Book Review: “I Like to Watch: Arguing My Way Through the TV Revolution” (by Emily Nussbaum)

Note: My thanks to NetGalley for generously providing me a copy of this book to review.

There’s a peculiar joy that comes from reading sound media criticism. A very few people can somehow capture their intellectual passions in a way that makes their work intelligible for mainstream audiences (something that a lot of media scholars struggle to do).

Thankfully, Emily Nussbaum, the TV critic for The New Yorker, has done just this in I Like to Watch: Arguing my Way Through the TV Revolution.

The book is a collection of pieces, most of which Nussbaum wrote for various publications and a few that she wrote especially for the volume. Some are simply short reflections of a particular TV series, while others are more in-depth explorations of a particular series or showrunner (her lengthy piece about Ryan Murphy is one of the best in the collection). Though they vary in subject matter, they are united by Nussbaum’s distinctive voice and intellectual clarity, as well as her deeply personal encounter with the medium.

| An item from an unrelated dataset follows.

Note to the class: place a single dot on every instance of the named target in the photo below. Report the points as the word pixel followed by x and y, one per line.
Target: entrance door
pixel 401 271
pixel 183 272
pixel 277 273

What I particularly enjoyed about the book as a whole was its willingness to look at television series that fall squarely outside the quality TV designation that seems to be all the rage (or was, at any rate) among those who think and write about television. Indeed, she begins the book with an anecdote about how it was watching Buffy, the Vampire Slayer that drew her into wanting to write about television.

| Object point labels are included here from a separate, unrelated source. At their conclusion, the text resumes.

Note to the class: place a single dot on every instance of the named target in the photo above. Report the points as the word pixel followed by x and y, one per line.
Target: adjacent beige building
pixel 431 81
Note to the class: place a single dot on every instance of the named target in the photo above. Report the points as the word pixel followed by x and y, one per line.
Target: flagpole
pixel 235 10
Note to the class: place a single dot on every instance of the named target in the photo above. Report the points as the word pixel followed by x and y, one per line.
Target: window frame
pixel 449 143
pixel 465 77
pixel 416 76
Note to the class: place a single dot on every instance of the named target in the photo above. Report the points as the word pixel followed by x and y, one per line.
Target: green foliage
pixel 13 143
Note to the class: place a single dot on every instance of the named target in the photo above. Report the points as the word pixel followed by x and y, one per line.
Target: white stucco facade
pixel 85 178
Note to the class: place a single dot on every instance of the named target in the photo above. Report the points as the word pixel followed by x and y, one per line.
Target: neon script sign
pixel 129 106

Some of my favourite pieces in the collection focus on these “bad” texts, including Sex and the City, Behind the Candelabra (the HBO film about Liberace), Hannibal, and sundry others. However, she also gives sustained attention to more traditionally quality TV, and her essay on The Sopranos is particularly compelling and insightful. I also loved The Sex and the City essay, which makes the compelling case that this HBO series deserves just as much credit for vaunting HBO into the upper echelons of television production as more male-oriented series.

While most of the essays in the book focus on contemporary television, some also delve deeper into TV’s past, including a particularly erudite exploration of “bad fandom” and All in the Family. Thus, one of the through-lines that runs through the entire book is Nussbaum’s interest in fandom, both her own and that of others. All too often, fandom is something to be confessed to, rather than embraced and celebrated. The fact that Nussbaum, writing for one of the premier intellectual publications in the country, so openly embraces her own identity as a fan is refreshing.

Nussbaum’s style is nuanced and deeply thoughtful yet very accessible. If I have one quibble with her, it’s that I sometimes feel that she (like many mainstream critics) seems to believe that her realizations emerge out of a vacuum, when in fact there are huge bodies of scholarship conducted by television and media scholars that often reach the same conclusions that she does. Since this seems to be a problem with many working for mainstream publications–not just television critics–I won’t be too hard on her.

All in all, I very much enjoyed this foray through Nussbaum’s encounters with television. Highly recommended.